The impact of missing data on estimation of health-related quality of life outcomes in a longitudinal clinical trial
Keywords: treatment effectiveness, longitudinal study, missing data, time-to-dropout, joint modeling, pattern mixture model
Purpose: Missing responses for health-related quality of life (HRQL) outcomes are common in clinical trials and may introduce bias as such data are often not missing at random. We evaluated the missingness (dropout) effect when comparing treatment groups (I vs. II) in a longitudinal randomized trial. Methods: We analyzed the Functional Assessment of Cancer Therapy Trial Outcome Index (TOI) change over 12 months for newly diagnosed patients with chronic myeloid leukemia.
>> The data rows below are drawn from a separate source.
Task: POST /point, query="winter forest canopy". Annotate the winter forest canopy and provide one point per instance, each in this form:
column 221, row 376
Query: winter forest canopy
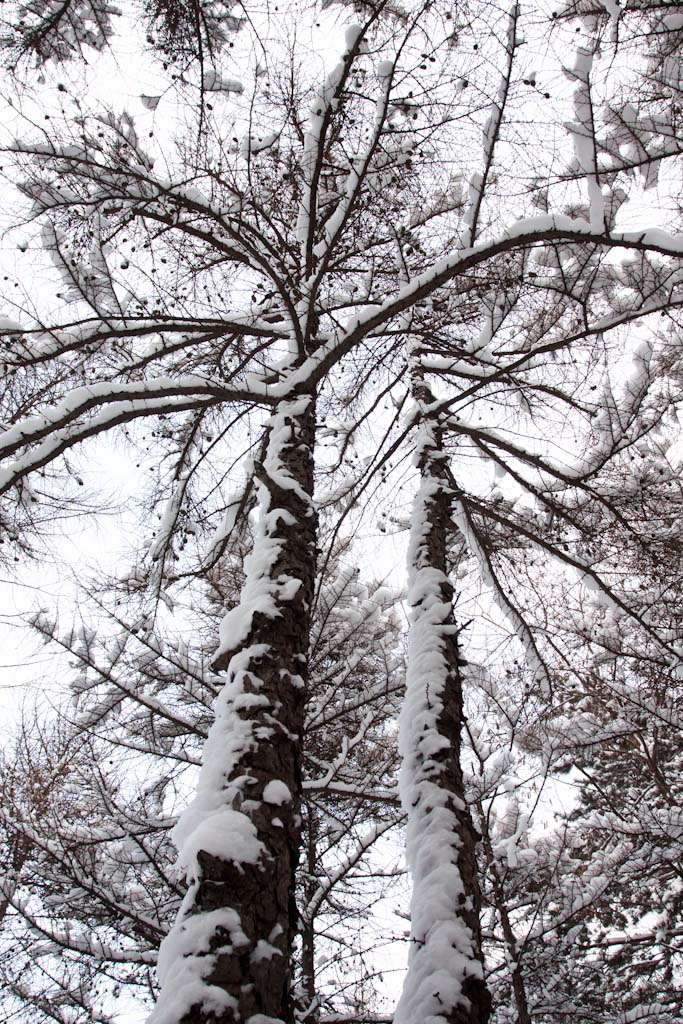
column 375, row 309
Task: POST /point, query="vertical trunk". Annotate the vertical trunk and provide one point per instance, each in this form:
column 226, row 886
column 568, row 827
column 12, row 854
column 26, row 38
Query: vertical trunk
column 444, row 981
column 518, row 987
column 228, row 955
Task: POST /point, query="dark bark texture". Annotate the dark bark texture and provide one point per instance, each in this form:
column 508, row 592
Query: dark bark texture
column 263, row 893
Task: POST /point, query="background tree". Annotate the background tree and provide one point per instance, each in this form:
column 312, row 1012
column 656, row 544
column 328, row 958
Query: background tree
column 318, row 229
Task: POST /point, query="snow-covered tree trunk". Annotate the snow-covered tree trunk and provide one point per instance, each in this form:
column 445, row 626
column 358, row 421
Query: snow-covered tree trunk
column 228, row 956
column 444, row 982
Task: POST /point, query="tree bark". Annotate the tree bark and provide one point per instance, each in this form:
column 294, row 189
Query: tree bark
column 228, row 956
column 445, row 970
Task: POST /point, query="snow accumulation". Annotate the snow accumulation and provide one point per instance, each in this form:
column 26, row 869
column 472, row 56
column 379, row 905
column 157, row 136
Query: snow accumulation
column 442, row 953
column 212, row 81
column 184, row 963
column 276, row 792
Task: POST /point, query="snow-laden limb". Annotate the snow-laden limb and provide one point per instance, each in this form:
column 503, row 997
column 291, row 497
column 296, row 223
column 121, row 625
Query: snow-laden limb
column 230, row 948
column 444, row 982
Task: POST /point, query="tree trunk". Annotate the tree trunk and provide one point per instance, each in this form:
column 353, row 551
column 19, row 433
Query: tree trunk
column 444, row 980
column 228, row 955
column 518, row 987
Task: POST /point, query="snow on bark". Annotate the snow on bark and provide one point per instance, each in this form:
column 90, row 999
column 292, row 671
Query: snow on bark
column 239, row 839
column 444, row 982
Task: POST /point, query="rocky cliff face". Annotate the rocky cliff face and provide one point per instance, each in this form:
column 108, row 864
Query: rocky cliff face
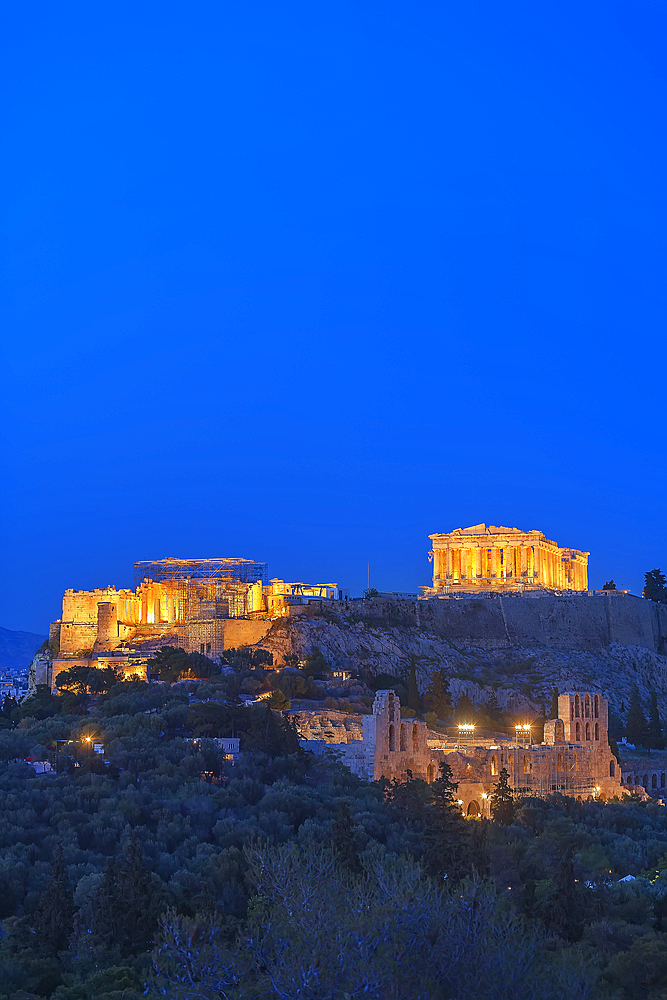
column 521, row 673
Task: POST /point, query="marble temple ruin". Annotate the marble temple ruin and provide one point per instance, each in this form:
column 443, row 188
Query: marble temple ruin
column 493, row 558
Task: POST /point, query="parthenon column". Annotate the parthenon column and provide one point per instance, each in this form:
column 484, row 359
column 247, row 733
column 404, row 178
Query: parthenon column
column 507, row 560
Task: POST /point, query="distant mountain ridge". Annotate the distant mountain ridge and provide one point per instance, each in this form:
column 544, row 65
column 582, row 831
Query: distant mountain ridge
column 18, row 648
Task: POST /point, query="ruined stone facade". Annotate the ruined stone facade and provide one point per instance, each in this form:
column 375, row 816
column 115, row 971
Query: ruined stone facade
column 503, row 559
column 574, row 759
column 386, row 745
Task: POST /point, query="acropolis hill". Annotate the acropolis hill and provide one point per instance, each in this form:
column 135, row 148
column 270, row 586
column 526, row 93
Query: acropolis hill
column 498, row 559
column 500, row 596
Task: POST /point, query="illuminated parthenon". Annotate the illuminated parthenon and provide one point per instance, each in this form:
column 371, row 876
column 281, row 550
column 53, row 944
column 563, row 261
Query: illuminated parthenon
column 494, row 558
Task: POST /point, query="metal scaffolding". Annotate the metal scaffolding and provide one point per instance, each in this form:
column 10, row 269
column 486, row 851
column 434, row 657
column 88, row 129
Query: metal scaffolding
column 237, row 569
column 207, row 588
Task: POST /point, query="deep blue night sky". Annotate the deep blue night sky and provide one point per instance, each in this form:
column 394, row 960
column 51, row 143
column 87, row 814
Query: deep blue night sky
column 307, row 282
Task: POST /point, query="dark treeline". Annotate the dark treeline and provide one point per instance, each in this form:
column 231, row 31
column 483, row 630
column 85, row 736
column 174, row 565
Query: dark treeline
column 161, row 869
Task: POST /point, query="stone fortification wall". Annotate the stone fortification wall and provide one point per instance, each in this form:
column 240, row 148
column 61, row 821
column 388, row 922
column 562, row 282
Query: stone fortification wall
column 569, row 621
column 242, row 632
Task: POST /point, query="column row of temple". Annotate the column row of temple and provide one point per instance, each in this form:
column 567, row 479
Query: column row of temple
column 537, row 565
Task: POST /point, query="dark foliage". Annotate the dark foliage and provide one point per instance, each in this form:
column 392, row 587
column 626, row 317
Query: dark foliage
column 284, row 868
column 655, row 586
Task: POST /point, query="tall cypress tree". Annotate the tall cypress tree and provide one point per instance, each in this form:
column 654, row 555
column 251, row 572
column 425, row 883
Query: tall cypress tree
column 655, row 586
column 414, row 701
column 448, row 852
column 343, row 840
column 655, row 724
column 502, row 800
column 55, row 909
column 636, row 727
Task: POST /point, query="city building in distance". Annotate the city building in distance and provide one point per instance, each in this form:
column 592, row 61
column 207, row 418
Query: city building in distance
column 481, row 558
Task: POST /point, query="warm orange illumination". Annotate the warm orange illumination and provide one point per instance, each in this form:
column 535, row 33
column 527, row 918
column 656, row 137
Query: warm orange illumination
column 500, row 558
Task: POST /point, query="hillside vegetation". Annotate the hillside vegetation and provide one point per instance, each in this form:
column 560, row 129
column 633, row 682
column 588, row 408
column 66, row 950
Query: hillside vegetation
column 160, row 869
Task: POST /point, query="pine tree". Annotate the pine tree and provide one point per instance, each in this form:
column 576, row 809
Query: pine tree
column 55, row 909
column 655, row 724
column 502, row 800
column 414, row 701
column 636, row 727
HRQL assessment was expected at baseline and months 1, 2, 3, 4, 5, 6, 9 and 12. We defined completers as those with baseline and month 12 TOI, and dropouts as all others as long as they had a baseline score. We defined censoring time as the time interval between baseline and scheduled month 12 visiting date, and approximate time-to-dropout as the time interval from baseline to the midpoint between date of last reported TOI and scheduled next visit date. A mixed-effects model (MEM) was first built to assess treatment effect, a joint model (JM) and a pattern mixture model (PMM) were then built to account for non-ignorable dropout. To fulfill the assumption about normality and heterosckedasticity, TOI scores were transformed to their square root. Results: A MEM fit the data well and revealed that TOI in group II declined significantly, whereas it remained constant in group I. Between-group differences at each visit were significant (p<.001) except for baseline. Completion rate at month 12 was different between group I and II (82.8% vs. 63.5%, p<.001); 90% time-to-dropout (month) was different also (9.7 vs. 4.2, p<.001); patients in group II were more likely to dropout (HR: 12.7, 95%CL: 10.7-15.1, p<.001). A JM simultaneously modeling longitudinal data and dropout time via a shared random effect vector with a 4th-degree polynomial time generated similar estimates (<10% change in magnitude mostly) as the separate longitudinal and survival sub-models, the significant association parameter (slope:1.99, 95%CL: 0.09-3.88, p=0.040) indicated that TOI change was positively associated with dropout. A PMM with non-significant 7th-degree polynomial time generated dramatically changed parameter estimates of 5th-, 6th- and 7th-degree polynomial time (>100% in magnitude) comparing to MEM, PMM also failed to fit a 4th-degree polynomial time model. Conclusion: treatment effect was different between groups; JM detected a significant effect of dropout on the longitudinal TOI; single PMM may misspecify dropout.